03 - SONHO OU REALIDADE
A casa era quase uma ruína. Grandes pedaços de
estuque tinham-se desprendido dos tetos e das paredes e encontravam-se
espalhados ao longo dos corredores e das escadarias da mansão.
Aquilo era triste de se ver, e depois surgiram centenas
de serpentes que rastejavam por entre tudo, negras e sibilantes. As cobras
tinham chegado transportadas pelo imenso tapete de musgo e de relva que cobriu
por completo o telhado cónico do grande torreão, assim como as suas grossas e
cilíndricas paredes de pedra.
Carlota fugiu, a correr, sem saber por onde avançar.
Encontrava-se no segundo piso da habitação e saltou sem hesitar por uma janela
entreaberta. Ficou algum tempo a pairar no vazio, até que chamas bem altas
irromperam no telhado do edifício ao mesmo tempo que alguns idosos mal
encarados se abeiraram das janelas e começaram a arremessar-lhe pedras
ininterruptamente. Alguns desses homens, para quem a vida terá sido uma espécie
de doença intolerável, lançaram-se, tal como ela, no espaço vazio. Saltaram e seguiram-na,
sem nunca pararem de lhe atirar as muitas pedras que carregavam. Aquelas gotas
escuras eram pesadas e feriam-na bastante sempre que lhe acertavam.

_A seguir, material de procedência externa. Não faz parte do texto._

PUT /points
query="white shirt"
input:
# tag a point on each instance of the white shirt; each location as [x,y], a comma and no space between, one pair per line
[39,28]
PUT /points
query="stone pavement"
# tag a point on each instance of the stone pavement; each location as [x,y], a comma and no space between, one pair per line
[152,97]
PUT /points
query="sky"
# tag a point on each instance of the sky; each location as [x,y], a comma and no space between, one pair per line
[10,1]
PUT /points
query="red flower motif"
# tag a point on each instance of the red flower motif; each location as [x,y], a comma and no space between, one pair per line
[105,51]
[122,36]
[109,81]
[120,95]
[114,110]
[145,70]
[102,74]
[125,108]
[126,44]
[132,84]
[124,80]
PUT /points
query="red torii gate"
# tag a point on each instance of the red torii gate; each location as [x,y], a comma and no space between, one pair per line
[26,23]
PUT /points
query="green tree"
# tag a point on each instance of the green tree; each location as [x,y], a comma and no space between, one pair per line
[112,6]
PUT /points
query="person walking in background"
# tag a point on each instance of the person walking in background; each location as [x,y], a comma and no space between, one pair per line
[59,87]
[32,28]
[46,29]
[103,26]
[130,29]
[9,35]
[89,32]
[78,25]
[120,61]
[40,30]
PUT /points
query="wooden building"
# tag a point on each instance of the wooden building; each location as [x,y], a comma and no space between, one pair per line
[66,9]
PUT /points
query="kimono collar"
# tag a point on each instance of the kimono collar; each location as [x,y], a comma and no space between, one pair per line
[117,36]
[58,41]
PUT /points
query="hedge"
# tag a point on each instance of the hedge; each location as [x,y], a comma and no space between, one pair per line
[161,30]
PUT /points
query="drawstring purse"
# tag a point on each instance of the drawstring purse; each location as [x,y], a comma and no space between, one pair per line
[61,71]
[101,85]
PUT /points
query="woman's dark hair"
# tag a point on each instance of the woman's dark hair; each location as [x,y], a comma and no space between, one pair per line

Carlota tentou resistir à tentação de olhar para
trás enquanto pairava no ar, mas não conseguiu. Ao virar-se, discerniu a casa
em chamas e cerca de uma vintena de homens velhos de olhar odioso a
esbracejarem na sua direção, até que foi atingida violentamente na cabeça por
uma pedra, e desmaiou.
A avó Bernardete reparou na súbita palidez da neta
mais velha, e no seu longo silêncio. Ela fitava o infinito com olhos de ausência,
olhos mortiços e assustados, até parecia que tinha acabado de ver algum
fantasma.
Ana Carlota não se mexia, preferiu ficar quieta à
espera que a sensação de desconforto acabasse por desaparecer, como sempre lhe
acontecia. Estes episódios – assim os começou a chamar – provocavam-lhe arrepios
e um sentimento semelhante ao do pavor, mas não exatamente igual.
Ela detestava ter de passar por aquilo.
Uma tremenda insegurança começou a invadi-la, e tudo
passou a ser pior desde essa madrugada quando o rio, seu companheiro
confidente, se encheu de limos e deixou de ser o amigo em quem sempre confiara.
O avô Tomé comunicou o desaparecimento do barco à
restante família, mas a avó Bernardete, que possuía um apuradíssimo sexto sentido,
percebeu que não era só por isso que a sua menina agia daquela maneira tão invulgar.
Ana Carlota viu a sala e a cozinha desaparecerem à frente
dos seus olhos. As paredes e o teto da casa dos avós passaram a ser outros, e tudo
aconteceu com impressionante rapidez, e a realidade passou, de novo, a ser aquele
pesadelo onde a antiga propriedade ardia, onde as cobras rastejavam e os idosos
a atacavam à pedrada. A pedra que antes lhe acertou na cabeça, voltara a viajar
pelo ar, só que agora voava devagar, muito devagarinho, e ela conseguiu corrigir-lhe
a trajetória para não ser atingida. Ao ter concretizado esse incumbência, o avô
reapareceu à mesa, tal como a prima Emília, a avó Bernardete, o tio Artur e a tia
Josefina.
Carlota teve um sonho mau, um sonho bem real que muito
a perturbou. Ela ficou sem saber se estava acordada ou se ainda estaria a sonhar,
e foi então que os cães começaram a ladrar.